More Features, More Problems
If You Don’t Know What Is Unnecessary, You Don’t Know What Is Necessary
A feature doesn't create value. What a feature makes possible is what creates value.
Read that again and let it sink in.
It may seem like a silly distinction to make, but this is the frame of mind you must be in to have a fighting chance of creating value for your users and customers.
All features are innocent of delivering value until proven guilty. Easy to say, extremely hard to do.
That’s because many of your stakeholders usually believe the following:
If this is the game you’re playing, all they will ask is: When will it be done? Can you tell me how it will work exactly? Can you tell me why the delivery of the feature is delayed?
The messy reality of delivering value is more like this:
Delivering a feature is necessary, but not nearly enough.
Instead of worrying about delivering that feature on time or how it works exactly, ask yourself different questions:
How will this feature grant progress to our users?
What will the feature enable them to do they weren't able to do before? How do we know that?
How can we tell or measure that we succeeded at improving their situation?
More features mean more problems. The more features you have, the slower you will deliver new features, the more obstacles and the steeper the learning curve of your product.

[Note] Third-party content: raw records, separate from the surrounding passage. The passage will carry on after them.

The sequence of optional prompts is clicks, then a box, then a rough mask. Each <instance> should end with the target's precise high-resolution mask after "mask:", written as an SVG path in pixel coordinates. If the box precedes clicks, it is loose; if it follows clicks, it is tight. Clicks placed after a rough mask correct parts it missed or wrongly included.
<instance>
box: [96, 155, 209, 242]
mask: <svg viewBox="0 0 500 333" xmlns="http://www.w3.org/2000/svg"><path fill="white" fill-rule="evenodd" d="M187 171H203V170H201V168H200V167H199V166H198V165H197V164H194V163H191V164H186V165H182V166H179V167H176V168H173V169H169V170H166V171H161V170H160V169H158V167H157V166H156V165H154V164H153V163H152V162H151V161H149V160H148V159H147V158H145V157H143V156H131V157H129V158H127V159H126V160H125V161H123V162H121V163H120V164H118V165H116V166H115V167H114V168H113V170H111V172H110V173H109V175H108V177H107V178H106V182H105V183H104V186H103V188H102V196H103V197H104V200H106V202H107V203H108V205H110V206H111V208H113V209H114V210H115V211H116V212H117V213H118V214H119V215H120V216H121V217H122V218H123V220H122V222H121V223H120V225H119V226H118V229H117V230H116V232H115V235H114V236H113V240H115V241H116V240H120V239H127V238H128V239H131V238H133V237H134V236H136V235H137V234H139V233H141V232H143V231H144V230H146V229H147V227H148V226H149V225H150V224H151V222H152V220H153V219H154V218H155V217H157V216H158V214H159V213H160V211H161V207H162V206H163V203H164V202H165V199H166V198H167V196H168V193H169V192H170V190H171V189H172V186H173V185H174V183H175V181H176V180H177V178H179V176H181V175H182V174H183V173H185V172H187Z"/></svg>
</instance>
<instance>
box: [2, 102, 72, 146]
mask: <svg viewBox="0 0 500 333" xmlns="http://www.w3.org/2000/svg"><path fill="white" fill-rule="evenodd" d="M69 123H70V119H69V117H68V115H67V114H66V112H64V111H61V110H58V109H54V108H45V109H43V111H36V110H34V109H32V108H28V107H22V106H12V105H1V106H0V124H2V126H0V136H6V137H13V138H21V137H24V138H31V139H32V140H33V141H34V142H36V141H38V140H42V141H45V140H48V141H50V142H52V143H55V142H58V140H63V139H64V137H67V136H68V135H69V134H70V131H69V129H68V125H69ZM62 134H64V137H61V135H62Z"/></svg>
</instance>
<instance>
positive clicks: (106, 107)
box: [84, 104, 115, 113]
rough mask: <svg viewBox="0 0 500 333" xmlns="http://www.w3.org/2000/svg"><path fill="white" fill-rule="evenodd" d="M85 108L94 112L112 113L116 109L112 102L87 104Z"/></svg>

More features don’t necessarily mean you solved more problems. It may mean you’ve simply have created more problems for yourself. You're now the proud owner of a larger codebase you have to keep up and running. You often have bugs to fix and new code to refactor, that are not creating value, which slows down the time-to-market of future features even more.
Also, something to keep in mind: removing features can result in more value for the user. And if you can’t tell when a feature doesn’t deliver value, how can you tell if a feature is delivering value?
When you’re incapable of figuring out what you have to remove from your product, how can you figure out what has to stay?
If you’re not removing features, then you probably don’t know which features are pulling their weight.
We like adding. We suck at subtracting because it is scary. You lose something and that means taking on risk. It’s much easier to move on and keep on adding.
"Eliminate the unnecessary so that the necessary may speak." - Hans Hoffman
Do you want more features that solve problems or more features that simply create more problems for your company, users and customers.
If you don’t know what is unnecessary, you don’t know what is necessary.
Delivering a feature is necessary to deliver value, but that doesn’t mean the feature is necessary.
I like to pretend I'm a tech archeologist discovering all of these long lost product "features" buried deep within new products I start supporting. One part product person, one part Dr. Grant.
That's why I like to use the little "mantra": what you build, will own you!